If I have to- I can remake the piece, but it took about 3 hours. Thanks, Luke
 
It takes a long time to anneal steel after it has been welded and quenched. In some cases it may takeup to a day to get uniform temperature and several days to cool in fashion that allows the ferite molecules to align themselves in low stress configurations. A really neat reference can be found here: http://www.key-to-steel.com/default.aspx?ID=CheckArticle&NM=15 . You could try, after all you really have nothing to lose, but I myself would not have the patience and would just remake the piece.

Karl
 
knorrena said:
It takes a long time to anneal steel after it has been welded and quenched. In some cases it may takeup to a day to get uniform temperature and several days to cool in fashion that allows the ferite molecules to align themselves in low stress configurations.
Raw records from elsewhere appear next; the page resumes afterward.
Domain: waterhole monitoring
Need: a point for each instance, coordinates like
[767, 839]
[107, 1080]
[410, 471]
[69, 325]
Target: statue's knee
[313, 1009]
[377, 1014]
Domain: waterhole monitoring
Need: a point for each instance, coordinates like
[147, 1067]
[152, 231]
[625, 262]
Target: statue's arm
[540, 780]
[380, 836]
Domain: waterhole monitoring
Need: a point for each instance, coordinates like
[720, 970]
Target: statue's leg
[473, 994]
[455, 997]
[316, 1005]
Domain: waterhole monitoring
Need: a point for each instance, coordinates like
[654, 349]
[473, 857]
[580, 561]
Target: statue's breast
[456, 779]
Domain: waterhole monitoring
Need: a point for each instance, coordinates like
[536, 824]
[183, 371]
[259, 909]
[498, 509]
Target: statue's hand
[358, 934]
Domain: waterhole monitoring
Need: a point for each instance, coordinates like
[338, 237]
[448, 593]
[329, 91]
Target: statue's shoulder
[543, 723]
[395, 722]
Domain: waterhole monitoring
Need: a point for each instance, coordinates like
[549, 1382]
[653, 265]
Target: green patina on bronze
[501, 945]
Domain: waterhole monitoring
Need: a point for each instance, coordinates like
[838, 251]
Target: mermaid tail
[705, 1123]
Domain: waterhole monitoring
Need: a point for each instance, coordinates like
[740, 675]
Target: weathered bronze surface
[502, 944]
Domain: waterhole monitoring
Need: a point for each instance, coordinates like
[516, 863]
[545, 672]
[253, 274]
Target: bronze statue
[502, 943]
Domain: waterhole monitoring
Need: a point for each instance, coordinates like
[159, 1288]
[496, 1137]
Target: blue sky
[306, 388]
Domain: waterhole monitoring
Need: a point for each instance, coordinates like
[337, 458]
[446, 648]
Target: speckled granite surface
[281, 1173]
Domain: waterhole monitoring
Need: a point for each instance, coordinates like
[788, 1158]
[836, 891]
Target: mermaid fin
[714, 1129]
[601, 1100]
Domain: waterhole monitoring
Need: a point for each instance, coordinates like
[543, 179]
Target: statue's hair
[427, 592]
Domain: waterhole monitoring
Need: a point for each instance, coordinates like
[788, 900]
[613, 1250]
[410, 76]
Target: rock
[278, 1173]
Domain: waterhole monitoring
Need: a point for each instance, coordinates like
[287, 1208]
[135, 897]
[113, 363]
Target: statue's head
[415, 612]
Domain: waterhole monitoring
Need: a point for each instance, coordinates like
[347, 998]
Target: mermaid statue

A really neat reference can be found here: http://www.key-to-steel.com/default.aspx?ID=CheckArticle&NM=15 . You could try, after all you really have nothing to lose, but I myself would not have the patience and would just remake the piece.

Karl
So would you need an oven to do this?
 
After breaking off a carbide bit in the piece- I went and got a piece of steel and am remaking it. Maybe then I'll heat treat it on purpose.
 
If it is mild steel it is low carbon and the weld is the hardened part to anneal it heat up to orange for 1 hour per inch of thickness and slow cool in sand. Hope it helps by the way what did you weld it with?
 
BlackSmoker said:
If it is mild steel it is low carbon and the weld is the hardened part to anneal it heat up to orange for 1 hour per inch of thickness and slow cool in sand. Hope it helps by the way what did you weld it with?


Big MIG with .035 mild steel wire. The quench was what killed me. It doesn't really matter now, I spent about an hour and a half last night and am almost done remaking the piece.